La comunicazione umana primaria si serve della voce. Dunque di suoni. Proprio questi ultimi sono studiati dalla fonetica (dal greco “suono”). La fonetica è quel ramo della linguistica e della glottologia che si occupa dello studio dei suoni di una lingua ovvero la loro produzione ed emissione. Più semplicemente, potremmo dire che la fonetica si occupa della pronuncia del suono.
Strettamente correlata ad essa, c’è la fonologia che si occupa dello studio dei fonemi ovvero la rappresentazione astratta di un suono. I fonemi vengono considerati dai linguisti come l’unità minima di seconda articolazione.
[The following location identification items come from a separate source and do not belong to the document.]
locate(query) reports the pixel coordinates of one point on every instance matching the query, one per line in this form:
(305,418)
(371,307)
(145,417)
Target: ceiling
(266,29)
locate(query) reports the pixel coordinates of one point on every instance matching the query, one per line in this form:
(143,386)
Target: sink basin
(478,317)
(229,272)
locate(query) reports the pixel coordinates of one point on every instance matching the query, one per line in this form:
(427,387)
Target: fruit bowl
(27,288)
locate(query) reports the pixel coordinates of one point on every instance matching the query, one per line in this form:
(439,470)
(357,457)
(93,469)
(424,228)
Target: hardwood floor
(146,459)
La comunicazione umana è possibile non soltanto attraverso il parlato vero e proprio. Ogni civiltà ha ideato un sistema dotato di segni che è la scrittura. Per rappresentare i fonemi si utilizza un alfabeto. I grafemi rappresentano le lettere. In Italiano l’alfabeto è composto da 21 lettere che si avvalgono di segni di punteggiatura che conferiscono il ritmo e arricchiscono il significato dello scritto. Alle 21 lettere propriamente dell’italiano si sono aggiunte 5 lettere straniere (j,k,w,y) che ormai sono state assimilate alla lingua.
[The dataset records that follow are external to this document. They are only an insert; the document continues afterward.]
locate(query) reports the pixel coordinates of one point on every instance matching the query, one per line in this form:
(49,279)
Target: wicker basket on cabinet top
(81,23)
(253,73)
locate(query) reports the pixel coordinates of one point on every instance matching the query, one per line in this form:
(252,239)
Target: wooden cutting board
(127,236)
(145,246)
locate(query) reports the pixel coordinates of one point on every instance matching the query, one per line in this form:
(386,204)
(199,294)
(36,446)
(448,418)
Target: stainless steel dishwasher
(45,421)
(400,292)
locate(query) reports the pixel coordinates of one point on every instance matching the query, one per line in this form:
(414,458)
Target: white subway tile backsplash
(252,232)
Le lettere dell’alfabeto italiano possono essere suddivise in tre gruppi. Il primo gruppo è rappresentato dalle vocali (a, e, i, o, u) che non sono presenti in tutte le lingue. Ad esempio, l’ebraico ne è privo. Il secondo gruppo è quello delle consonanti costituito da tutte le altre lettere tranne la h che fa gruppo a se in quanto non contiene un suono proprio. Le consonanti vengono distinte sulla base del suono che esse producono in ulteriori sei sottogruppi: labiali (p, b, m); dentali (t, d,); labiodentali (f, v); alveolari (s, z, l, r, n, s, z); palatali (c, g) e velari o gutturali ( c e g davanti a o u). La s e la z sono dette bisonore a causa del loro suono aspro o sibilato. Il terzo gruppo è quello delle semiconsonanti che nella loro pronuncia hanno un suono intermedio tra le consonanti e le vocali.
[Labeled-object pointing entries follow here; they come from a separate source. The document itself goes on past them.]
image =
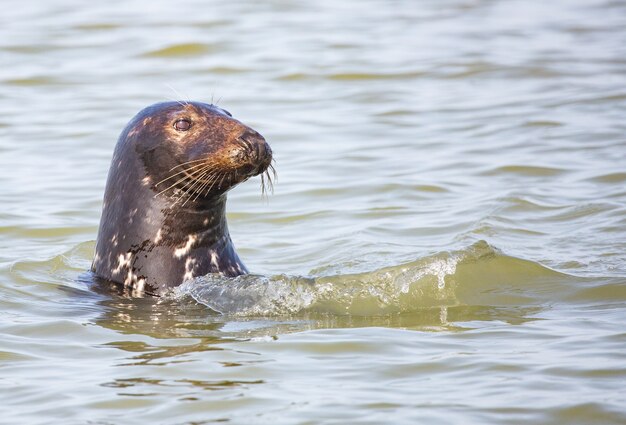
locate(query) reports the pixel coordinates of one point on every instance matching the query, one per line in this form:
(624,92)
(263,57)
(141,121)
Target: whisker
(183,171)
(188,176)
(209,178)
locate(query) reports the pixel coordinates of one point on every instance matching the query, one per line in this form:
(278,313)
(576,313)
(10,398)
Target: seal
(163,215)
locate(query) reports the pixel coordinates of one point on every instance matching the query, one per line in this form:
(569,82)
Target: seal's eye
(182,125)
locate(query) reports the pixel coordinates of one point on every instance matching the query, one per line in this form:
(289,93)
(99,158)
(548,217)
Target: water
(446,244)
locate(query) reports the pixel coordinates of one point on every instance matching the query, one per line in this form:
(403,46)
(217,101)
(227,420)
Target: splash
(438,281)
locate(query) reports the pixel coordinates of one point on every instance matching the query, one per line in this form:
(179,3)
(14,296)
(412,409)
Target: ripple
(184,49)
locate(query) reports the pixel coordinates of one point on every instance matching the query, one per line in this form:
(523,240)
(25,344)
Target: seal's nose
(259,150)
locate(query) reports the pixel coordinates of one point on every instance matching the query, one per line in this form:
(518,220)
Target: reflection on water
(445,243)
Un discorso a parte viene fatto per le lettere straniere. Nell’ortografia italiana la j era spesso utilizzata per rendere la i semiconsonante in posizione iniziale ed intervocalica. In generale, possiamo affermare che la j e la y vengono adoperate in parole derivanti dall’inglese (es. jazz, bypass). La w si ritrova nelle parole di origine tedesca (es. wafer) mentre la k in parole di varia natura.